Es ist sicher so, dass antimuslimische Haltungen nach solchen Taten reaktiviert werden. Wir haben das auch vor zehn Jahren gespürt, als der IS besonders stark wurde. Gewisse Reaktionen kann ich durchaus nachvollziehen. Es ist nun einmal ein muslimischer Jugendlicher, der die Tat begangen hat. Ich hoffe aber, dass die Mehrheit der Gesellschaft nicht von Einzelfällen auf die ganze Gruppe schliesst. Wichtig ist, dass wir als gesamte Gesellschaft in diesen Momenten keine Spaltung und Polarisierung zulassen. Antisemitismus, Rassismus und antimuslimische Haltungen sind Dinge, denen wir uns gemeinsam entgegenstellen müssen.

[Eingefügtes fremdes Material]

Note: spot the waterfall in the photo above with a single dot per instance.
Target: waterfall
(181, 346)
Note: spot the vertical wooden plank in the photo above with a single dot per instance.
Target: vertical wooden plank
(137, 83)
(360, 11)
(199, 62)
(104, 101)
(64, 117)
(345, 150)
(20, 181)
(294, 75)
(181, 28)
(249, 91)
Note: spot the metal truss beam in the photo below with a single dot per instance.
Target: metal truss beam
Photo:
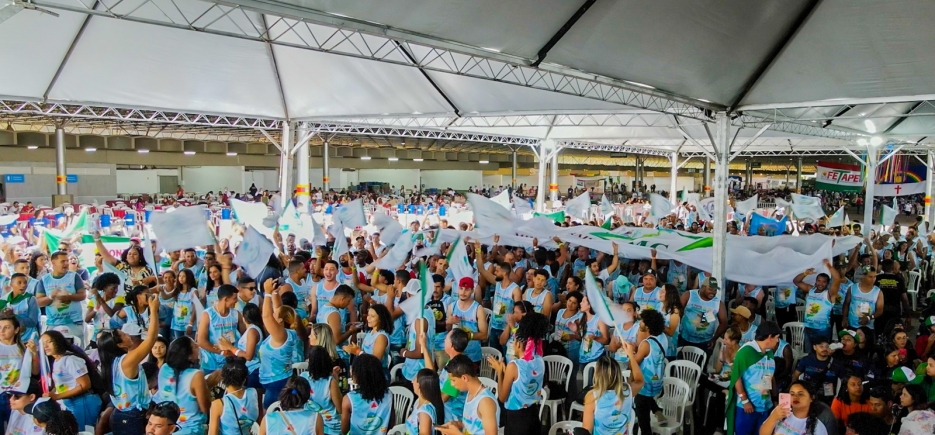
(305, 28)
(79, 111)
(422, 133)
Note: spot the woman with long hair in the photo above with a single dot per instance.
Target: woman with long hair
(607, 407)
(246, 347)
(157, 356)
(429, 410)
(239, 408)
(182, 381)
(366, 410)
(72, 377)
(852, 398)
(672, 310)
(520, 380)
(183, 310)
(377, 340)
(323, 378)
(277, 349)
(12, 352)
(122, 377)
(799, 419)
(291, 417)
(50, 416)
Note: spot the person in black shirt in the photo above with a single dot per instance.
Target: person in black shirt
(895, 300)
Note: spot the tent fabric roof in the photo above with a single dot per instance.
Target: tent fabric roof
(812, 65)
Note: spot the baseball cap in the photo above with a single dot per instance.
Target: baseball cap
(466, 282)
(850, 332)
(905, 375)
(742, 310)
(710, 282)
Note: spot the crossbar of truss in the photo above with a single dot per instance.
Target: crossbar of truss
(304, 28)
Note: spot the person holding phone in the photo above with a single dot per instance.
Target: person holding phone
(799, 416)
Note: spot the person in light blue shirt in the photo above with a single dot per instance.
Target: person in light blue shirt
(520, 380)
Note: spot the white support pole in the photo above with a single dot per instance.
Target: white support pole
(543, 162)
(553, 177)
(61, 174)
(929, 210)
(673, 177)
(302, 187)
(721, 173)
(285, 164)
(869, 180)
(325, 167)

Abduselam Halilovic ist Präsident der Vereinigung Islamischer Organisationen Zürich. Der 32-Jährige studierte Islamwissenschaft an der Universität Zürich und ist stellvertretender Geschäftsleiter der Muslimischen Seelsorge Zürich.

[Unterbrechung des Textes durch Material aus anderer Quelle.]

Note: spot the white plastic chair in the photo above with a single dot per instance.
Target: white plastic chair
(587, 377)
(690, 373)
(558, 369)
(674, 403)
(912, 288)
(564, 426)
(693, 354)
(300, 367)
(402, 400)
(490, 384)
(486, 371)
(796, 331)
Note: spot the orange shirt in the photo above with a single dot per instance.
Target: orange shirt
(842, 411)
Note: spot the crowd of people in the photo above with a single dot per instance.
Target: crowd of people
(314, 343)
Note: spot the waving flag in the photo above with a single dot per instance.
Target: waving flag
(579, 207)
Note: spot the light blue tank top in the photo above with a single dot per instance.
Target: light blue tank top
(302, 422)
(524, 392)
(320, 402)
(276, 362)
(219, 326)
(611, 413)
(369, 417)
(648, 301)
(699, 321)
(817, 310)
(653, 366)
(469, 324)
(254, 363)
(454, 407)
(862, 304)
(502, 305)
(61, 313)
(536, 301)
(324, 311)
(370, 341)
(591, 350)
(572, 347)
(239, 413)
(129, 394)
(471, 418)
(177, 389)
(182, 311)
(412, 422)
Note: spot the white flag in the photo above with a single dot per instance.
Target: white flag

Statement gegen Hetze und Gewalt
jhu. Auf Initiative der Stiftung gegen Rassismus und Antisemitismus wurde am Dienstag ein gemeinsames Statement verschiedener Religionsgemeinschaften veröffentlicht. «Zusammen gegen Hetze und Gewalt» lautet der Titel. Das friedliche Zusammenleben werde bedroht durch Spaltung und Hass. Es sei an der Zeit, dass die Zivilgesellschaft, ihre Minderheiten und die Politik als eine Einheit gegen diese Bedrohung aufträten, heisst es in der Mitteilung. «Wir sind vielfältig, und diese Vielfalt ist unsere Stärke.»
Es gelte nun, für Toleranz und Respekt einzustehen. «Extremistische Haltungen haben keinen Platz in einer Demokratie», heisst es in der Mitteilung weiter. Ein friedliches Miteinander bedinge, legitime unterschiedliche Ansichten auszuhalten, zu debattieren und Lösungsfindungen anzustreben.
Unterschrieben wurde das Statement von Vertretern jüdischen, muslimischen und christlichen Glaubens. Zudem auch von den Regierungsräten Mario Fehr und Jacqueline Fehr sowie der Zürcher Stadtpräsidentin Corine Mauch.